Prise de sang, Emmanuel Berl (par Gilles Banderier)
Prise de sang, Emmanuel Berl, 2020, 246 pages, 13,90 €
Edition: Les Belles Lettres
Publié en 1946, Prise de sang est un livre composé sur les décombres. Personnalité du monde littéraire parisien, Emmanuel Berl avait été jugé suffisamment français pour récrire, en juin 1940, certains discours de Philippe Pétain (il estimait avec raison que la prose cacochyme et crachotante du maréchal n’atteignait pas à la puissance rhétorique de Churchill ou De Gaulle), dont celui contenant la fameuse phrase « La terre, elle, ne ment pas » (aussi belle et creuse, si l’on y réfléchit bien, que n’importe quel slogan électoral). Dans les mois qui suivirent, cependant, Berl ne fut plus jugé assez français (autrement dit, trop juif) pour jouir de ses droits civiques et continuer à vivre sans se cacher. La Corrèze et le Lot, deux départements suffisamment vastes et vides pour qu’un Juif pût s’y dissimuler sans courir trop de risques (et, n’étant pas le premier venu, Berl pouvait compter sur de solides amitiés, nouées avant-guerre), lui offrirent l’hospitalité.
Pensé durant ces années sombres, Prise de sang forme une longue tentative visant à répondre à une question en apparence simple : « Que s’est-il passé ? ». Que s’est-il passé pour qu’un pays hautement civilisé s’abandonne à « cette voix suraiguë et rageuse de Hitler qui ne cessait de ressasser les offenses, même quand elle dénombrait les conquêtes – ce wagnérisme pour bals de tantes » (p.35) ? Que s’est-il passé pour que le pays voisin qui, quatre années durant, de 1914 à 1918, avait résisté de toutes ses forces, avec un héroïsme prodigieux, à la bestialité allemande, au prix d’un coût humain et matériel effroyable, s’effondre en quelques jours, se laissant traverser par les blindés de Guderian aussi aisément qu’une motte de beurre par une lame chauffée ? Pourquoi des hommes dont les pères avaient payé le prix du sang se sont-ils mis à servir l’Allemagne et parfois même à devancer ses volontés ? Que s’est-il passé pour que les Juifs que la Révolution avait émancipés, qui s’étaient assimilés parfaitement à tout ce que la France représentait (les questions, récurrentes de nos jours, sur la judéité de Proust – lointainement apparenté à Berl – sont lourdes d’implications diverses), devinssent subitement un corps étranger à la nation et soient livrés aux monstres ? « César a trouvé 60.000 Juifs à Marseille, il y a deux millénaires ; Louis XV n’a laissé que 60.000 Français au Canada, il y a deux siècles… À chaque point de la durée, le judaïsme est une fatalité, mais au cours des siècles, il est une persévérance » (p.44).

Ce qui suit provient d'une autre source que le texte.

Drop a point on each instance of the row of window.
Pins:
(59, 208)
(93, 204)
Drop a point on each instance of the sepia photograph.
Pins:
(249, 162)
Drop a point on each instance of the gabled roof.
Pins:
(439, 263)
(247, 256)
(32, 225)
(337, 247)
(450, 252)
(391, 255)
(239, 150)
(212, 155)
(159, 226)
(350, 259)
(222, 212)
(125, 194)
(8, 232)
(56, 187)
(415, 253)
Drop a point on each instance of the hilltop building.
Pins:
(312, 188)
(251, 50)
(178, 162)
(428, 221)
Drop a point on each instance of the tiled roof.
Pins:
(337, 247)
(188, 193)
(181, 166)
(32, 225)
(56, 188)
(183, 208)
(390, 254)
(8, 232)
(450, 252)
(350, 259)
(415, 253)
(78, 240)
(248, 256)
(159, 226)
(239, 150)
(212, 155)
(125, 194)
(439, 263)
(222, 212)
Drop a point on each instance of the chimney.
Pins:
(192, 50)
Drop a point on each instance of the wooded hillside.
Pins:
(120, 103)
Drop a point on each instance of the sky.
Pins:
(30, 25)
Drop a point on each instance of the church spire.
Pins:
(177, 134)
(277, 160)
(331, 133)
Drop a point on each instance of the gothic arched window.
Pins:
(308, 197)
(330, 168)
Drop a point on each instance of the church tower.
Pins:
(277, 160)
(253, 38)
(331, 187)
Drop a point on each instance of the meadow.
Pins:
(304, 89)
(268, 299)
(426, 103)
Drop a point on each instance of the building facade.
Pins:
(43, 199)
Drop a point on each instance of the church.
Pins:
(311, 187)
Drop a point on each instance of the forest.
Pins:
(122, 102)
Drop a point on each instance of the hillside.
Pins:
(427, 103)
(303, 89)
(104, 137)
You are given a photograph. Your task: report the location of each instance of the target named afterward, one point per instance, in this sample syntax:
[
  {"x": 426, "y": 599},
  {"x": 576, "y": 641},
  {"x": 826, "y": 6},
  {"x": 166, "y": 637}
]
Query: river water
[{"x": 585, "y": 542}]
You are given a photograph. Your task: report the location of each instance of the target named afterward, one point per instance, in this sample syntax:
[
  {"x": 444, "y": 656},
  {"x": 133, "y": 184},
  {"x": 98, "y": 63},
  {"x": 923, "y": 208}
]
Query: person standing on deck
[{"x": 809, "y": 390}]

Emmanuel Berl, au terme de sa méditation écrite, est-il parvenu à répondre à cette question ? Ce n’est pas certain. Même si, au détour d’une page où il évoque les dieux anciens et les forces au-delà du monde, il semble rejoindre les intuitions d’un Ernst Jünger, Berl s’égare trop souvent dans les méandres de sa propre érudition historique, multipliant rapprochements tortueux et comparaisons hasardeuses.

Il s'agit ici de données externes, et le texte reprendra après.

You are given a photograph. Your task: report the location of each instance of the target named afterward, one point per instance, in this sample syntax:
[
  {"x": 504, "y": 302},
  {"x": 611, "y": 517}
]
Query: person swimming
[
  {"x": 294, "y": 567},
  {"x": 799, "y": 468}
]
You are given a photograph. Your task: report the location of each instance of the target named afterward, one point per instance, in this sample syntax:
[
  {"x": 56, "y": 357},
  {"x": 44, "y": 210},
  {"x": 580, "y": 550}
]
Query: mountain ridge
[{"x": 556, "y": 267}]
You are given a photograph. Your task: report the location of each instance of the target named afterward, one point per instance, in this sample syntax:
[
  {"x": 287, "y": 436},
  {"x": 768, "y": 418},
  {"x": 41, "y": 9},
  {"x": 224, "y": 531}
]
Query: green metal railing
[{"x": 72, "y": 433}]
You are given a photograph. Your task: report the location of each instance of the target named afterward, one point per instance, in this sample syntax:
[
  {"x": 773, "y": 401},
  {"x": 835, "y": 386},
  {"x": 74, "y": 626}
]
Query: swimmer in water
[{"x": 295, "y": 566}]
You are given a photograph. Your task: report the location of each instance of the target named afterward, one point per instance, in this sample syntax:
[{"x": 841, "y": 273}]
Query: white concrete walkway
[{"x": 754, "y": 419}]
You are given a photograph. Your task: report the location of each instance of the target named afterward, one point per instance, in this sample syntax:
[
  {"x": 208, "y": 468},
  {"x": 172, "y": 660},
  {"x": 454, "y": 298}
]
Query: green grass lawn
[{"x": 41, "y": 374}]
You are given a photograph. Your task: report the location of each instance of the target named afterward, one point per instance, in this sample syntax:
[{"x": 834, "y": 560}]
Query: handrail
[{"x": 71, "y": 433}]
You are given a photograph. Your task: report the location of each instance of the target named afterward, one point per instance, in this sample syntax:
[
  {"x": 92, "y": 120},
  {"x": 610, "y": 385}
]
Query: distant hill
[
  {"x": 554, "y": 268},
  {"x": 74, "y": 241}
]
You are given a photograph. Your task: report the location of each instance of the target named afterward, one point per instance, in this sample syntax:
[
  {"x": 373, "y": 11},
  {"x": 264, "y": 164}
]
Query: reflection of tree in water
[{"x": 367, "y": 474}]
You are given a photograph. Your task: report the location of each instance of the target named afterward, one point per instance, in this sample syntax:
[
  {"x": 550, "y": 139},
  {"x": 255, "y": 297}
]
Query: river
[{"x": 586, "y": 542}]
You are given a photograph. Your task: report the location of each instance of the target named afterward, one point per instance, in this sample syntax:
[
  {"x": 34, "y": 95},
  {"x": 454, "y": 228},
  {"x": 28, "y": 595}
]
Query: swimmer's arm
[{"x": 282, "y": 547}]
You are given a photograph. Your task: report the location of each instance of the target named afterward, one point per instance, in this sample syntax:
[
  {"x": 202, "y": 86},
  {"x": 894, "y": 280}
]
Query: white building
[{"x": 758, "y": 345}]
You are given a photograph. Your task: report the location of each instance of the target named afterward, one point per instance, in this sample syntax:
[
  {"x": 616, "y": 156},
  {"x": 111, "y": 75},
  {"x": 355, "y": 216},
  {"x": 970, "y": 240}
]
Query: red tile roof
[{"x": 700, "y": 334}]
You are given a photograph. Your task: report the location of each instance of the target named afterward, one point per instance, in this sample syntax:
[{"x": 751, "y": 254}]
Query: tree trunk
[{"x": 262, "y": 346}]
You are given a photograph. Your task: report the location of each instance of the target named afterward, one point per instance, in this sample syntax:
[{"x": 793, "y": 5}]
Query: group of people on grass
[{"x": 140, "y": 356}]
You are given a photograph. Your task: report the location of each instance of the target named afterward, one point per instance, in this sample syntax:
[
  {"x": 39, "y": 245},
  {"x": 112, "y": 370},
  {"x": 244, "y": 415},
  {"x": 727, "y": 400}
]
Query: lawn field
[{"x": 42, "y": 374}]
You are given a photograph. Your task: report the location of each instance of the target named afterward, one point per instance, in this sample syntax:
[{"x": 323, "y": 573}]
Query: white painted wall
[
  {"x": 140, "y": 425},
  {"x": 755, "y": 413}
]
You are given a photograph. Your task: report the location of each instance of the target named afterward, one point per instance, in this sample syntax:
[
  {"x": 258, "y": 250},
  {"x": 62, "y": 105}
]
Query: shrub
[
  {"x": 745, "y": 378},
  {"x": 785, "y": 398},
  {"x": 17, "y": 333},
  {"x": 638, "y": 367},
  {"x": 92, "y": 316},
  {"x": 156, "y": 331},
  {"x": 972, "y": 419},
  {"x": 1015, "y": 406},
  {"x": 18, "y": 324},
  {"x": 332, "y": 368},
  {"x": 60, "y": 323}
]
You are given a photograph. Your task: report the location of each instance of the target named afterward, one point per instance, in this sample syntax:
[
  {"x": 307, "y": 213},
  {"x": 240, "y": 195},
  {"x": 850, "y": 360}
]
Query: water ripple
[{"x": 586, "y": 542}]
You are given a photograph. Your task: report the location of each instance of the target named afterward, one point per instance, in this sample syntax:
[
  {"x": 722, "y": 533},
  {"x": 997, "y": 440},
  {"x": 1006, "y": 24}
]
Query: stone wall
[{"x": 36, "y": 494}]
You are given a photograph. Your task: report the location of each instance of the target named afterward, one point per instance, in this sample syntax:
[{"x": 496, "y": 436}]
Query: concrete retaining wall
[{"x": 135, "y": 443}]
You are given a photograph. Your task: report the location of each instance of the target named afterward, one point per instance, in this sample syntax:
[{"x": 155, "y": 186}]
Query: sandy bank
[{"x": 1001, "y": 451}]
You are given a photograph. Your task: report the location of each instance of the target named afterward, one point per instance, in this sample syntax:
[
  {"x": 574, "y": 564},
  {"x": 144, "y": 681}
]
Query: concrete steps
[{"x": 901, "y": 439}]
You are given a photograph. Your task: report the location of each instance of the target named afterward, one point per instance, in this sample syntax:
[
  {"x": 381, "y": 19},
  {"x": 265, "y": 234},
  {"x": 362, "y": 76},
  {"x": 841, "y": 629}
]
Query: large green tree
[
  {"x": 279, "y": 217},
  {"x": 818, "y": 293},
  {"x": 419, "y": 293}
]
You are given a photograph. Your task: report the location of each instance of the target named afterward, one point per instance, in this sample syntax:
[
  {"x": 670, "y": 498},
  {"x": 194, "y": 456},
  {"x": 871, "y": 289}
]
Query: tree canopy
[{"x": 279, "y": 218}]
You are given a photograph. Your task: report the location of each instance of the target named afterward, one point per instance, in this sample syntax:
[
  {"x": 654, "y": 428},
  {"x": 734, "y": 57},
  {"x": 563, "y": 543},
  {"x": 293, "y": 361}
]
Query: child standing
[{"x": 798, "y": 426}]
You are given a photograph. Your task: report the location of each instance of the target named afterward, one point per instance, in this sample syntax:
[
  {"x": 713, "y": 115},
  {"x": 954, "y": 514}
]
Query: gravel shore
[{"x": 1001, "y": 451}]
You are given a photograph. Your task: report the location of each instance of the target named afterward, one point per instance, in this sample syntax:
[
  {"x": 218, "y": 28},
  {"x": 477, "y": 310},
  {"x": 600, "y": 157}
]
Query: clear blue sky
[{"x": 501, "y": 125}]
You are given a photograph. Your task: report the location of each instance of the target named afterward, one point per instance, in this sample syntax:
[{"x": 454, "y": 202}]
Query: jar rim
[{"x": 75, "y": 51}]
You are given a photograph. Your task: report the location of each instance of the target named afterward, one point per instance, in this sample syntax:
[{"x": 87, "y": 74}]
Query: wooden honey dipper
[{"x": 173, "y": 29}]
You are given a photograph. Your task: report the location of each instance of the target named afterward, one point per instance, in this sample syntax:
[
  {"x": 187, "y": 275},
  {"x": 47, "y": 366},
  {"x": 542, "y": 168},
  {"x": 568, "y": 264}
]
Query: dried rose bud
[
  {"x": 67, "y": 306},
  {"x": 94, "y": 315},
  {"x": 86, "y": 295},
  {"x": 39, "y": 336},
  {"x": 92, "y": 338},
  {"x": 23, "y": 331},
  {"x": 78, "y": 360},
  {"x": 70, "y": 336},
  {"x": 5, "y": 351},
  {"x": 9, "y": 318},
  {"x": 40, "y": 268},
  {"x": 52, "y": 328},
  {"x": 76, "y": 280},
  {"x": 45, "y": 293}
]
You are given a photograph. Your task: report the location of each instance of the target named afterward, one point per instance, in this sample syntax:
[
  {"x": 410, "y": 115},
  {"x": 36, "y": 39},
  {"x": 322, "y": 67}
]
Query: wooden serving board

Le texte de Prise de sang est encadré d’une préface où ne se déploie pas une modestie excessive, d’une postface due au regretté Bernard de Fallois, grand éditeur et ami de Berl, ainsi que d’une « biochronologie » de plus de 80 pages. Les épreuves eussent gagné à être contrôlées de près (pages 41, 78, 89, 120, 123, 128, 221).
Dans un livre délicieux, de ceux qu’il faut relire tous les cinq ou dix ans, car ils conservent leur sève tandis que nous vieillissons, Henri Jeanson évoquait Malraux et « son vieil ami Emmanuel Berl dont la vivacité, les pirouettes, les volte-face, les paradoxes déconcertent souvent ses adversaires. Outre que Berl a énormément de talent et qu’il n’a écrit aucun ouvrage qui ne soit excitant pour l’esprit, c’est un très bon escrimeur » (Soixante-dix ans d’adolescence, 1971). Malraux a été maroquiné, statufié, pléiadisé, tandis que Berl dort dans le Purgatoire où séjournent, un temps au moins, les hommes libres, ceux qui ne se sont fait les esclaves d’aucun système, d’aucune idéologie. De gauche quand il s’agissait de défendre la justice, de droite pour sauver la liberté, de nulle part quand il fallait faire entendre la vérité. Prise de sang, qui n’est pas son meilleur livre, ne rend pas justice à son talent.
Gilles Banderier
Emmanuel Berl (1892-1976) fut l’ami de Malraux et de Drieu la Rochelle. Son œuvre oscille entre essais et récits autobiographiques.